Ils fondent Houaïlou,
altération du nom de l’île d’Ovalu aux
Fidji d’où la mère de l’un des cousins
était originaire : c’était les Pa
Gara (de bau, birman, et Gara, de
Karen), nom des premiers habitants à Houaïlou (même mot que Pakaroa, nom
d’un atoll des Touamotous, Pakéa, etc). Le nom des premiers habitants de Houaïlou est
Pa Gara.
A Canala, ils laissent au moins une tête de pont, le clan Bakéa, tandis que sur la côte
ouest ils fondent Tiaré (de tibawé) et Naïeni
(de Naïgani, aux Fidji) ,
avec son tumulus isolé et son
toponyme Mwanungo (déformé en Marengo), signifiant la
maison à double corne . Ils laissent encore leur nom de Pakéa
qui restera pour désigner les gens
de Païta.
J’ai choisi le houaïlou
plutôt que le lifou , par exemple, parce
que deux études existaient, celle de Leenhardt et surtout celle de J. Brunet de la Fontinelle , mariée à un homme de
Houaïlou appelé Hippolyte Kasarherhu (Emmanuel Kasarheru , directeur du musée
des Arts Premiers, est leur fils) et élève du structuraliste Martinet.
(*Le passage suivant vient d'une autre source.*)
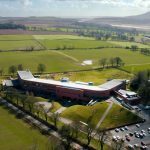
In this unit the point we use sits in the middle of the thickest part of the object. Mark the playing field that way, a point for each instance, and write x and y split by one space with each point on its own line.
129 44
17 135
96 76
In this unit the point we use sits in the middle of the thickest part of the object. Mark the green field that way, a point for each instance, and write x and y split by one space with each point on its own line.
16 37
17 135
118 116
30 60
82 113
74 43
136 68
58 37
129 44
95 76
19 45
127 56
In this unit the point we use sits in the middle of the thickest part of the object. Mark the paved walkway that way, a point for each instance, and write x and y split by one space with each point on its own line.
59 111
105 114
51 132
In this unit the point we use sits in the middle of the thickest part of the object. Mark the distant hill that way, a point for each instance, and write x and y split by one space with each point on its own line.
138 21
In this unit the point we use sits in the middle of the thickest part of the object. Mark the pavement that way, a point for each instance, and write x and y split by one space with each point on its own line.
145 114
41 125
105 114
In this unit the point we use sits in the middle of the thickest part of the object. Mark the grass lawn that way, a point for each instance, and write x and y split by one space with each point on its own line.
30 60
82 113
17 135
136 68
118 116
127 56
95 76
129 44
74 43
19 45
57 37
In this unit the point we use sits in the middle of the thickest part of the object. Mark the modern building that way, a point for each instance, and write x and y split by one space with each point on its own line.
129 97
67 89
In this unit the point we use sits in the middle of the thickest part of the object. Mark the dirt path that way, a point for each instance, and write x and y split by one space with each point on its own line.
68 56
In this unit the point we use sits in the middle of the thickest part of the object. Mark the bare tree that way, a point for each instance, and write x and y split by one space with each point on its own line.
55 118
118 145
102 62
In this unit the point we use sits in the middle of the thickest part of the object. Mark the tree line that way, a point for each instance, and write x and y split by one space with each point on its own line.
113 62
141 84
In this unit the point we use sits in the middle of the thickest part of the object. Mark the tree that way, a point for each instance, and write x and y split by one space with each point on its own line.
20 67
41 68
12 69
112 61
55 118
67 134
1 71
102 62
134 47
103 136
144 92
118 61
118 145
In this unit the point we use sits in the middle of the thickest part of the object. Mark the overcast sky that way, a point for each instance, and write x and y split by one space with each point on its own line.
73 8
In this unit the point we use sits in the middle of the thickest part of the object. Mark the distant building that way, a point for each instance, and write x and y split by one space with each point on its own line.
128 96
69 90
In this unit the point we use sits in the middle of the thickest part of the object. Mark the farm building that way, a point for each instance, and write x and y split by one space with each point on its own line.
128 96
67 89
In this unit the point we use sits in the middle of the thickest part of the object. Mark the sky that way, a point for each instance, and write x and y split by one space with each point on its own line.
73 8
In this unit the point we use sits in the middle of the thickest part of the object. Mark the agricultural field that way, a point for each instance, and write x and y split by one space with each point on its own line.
74 44
19 45
82 113
58 37
18 42
95 76
127 56
54 62
15 37
15 134
129 44
117 115
136 68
Ce dernier disait que Jacqueline de
La Fontinelle était la seule qui l’avait compris et avait appliqué ses
théories. En effet, elle n’utilise pas les catégories grammaticales des langues
indo-européennes, si inappropriées, mais
des lettres qui ne présupposent rien d’idéologique.
L’étude des langues dites
mélanésiennes permet de mieux comprendre l’origine des catégories grammaticales
des langues indo-européennes, comme le genre masculin et féminin grâce à
l’altérité et l’identité sexuelle (la prétendue « langue des femmes » , aux Canaries par exemple,n’est
que le résultat de l’incompréhension de cette particularité) , la langue de respect,
le voussoiement, le nombre singulier et
pluriel, grâce à l’inclusive, le substantif grâce aux « pronoms
possessifs » qui blasonnent pour ainsi dire certains éléments personnels.
Par exemple, que signifie dans nos langues le
voussoiement, pluriel dit de majesté utilisé pour une seule personne ? Cela
signifie, adressé par une femme à un homme : toi et ton épouse, et adressé
par un homme : toi et ton père. Il reste une trace en italien (lei) ou en français : Sa Majesté,
de la part d’un inférieur ou serviteur, et en français populaire (Eure-et-Loir, et Athis-mons par exemple ) : Qu’est-ce qu’il veut ? au lieu de qu’est-ce
que vous voulez ?Le plan allocutoire, selon les termes de
Damourette et Pichon (interrogation, 2e
personne) est jugé trop direct et même offensant. Mon , ma
ou mes dans Monseigneur , Mes sieurs, Madame.
Mon
général ou Madame, ne marquent
pas l’appartenance (le général qui m’appartient, la dame qui m’appartient), mais une forme
inclusive : le général auquel j’ai l’honneur de parler.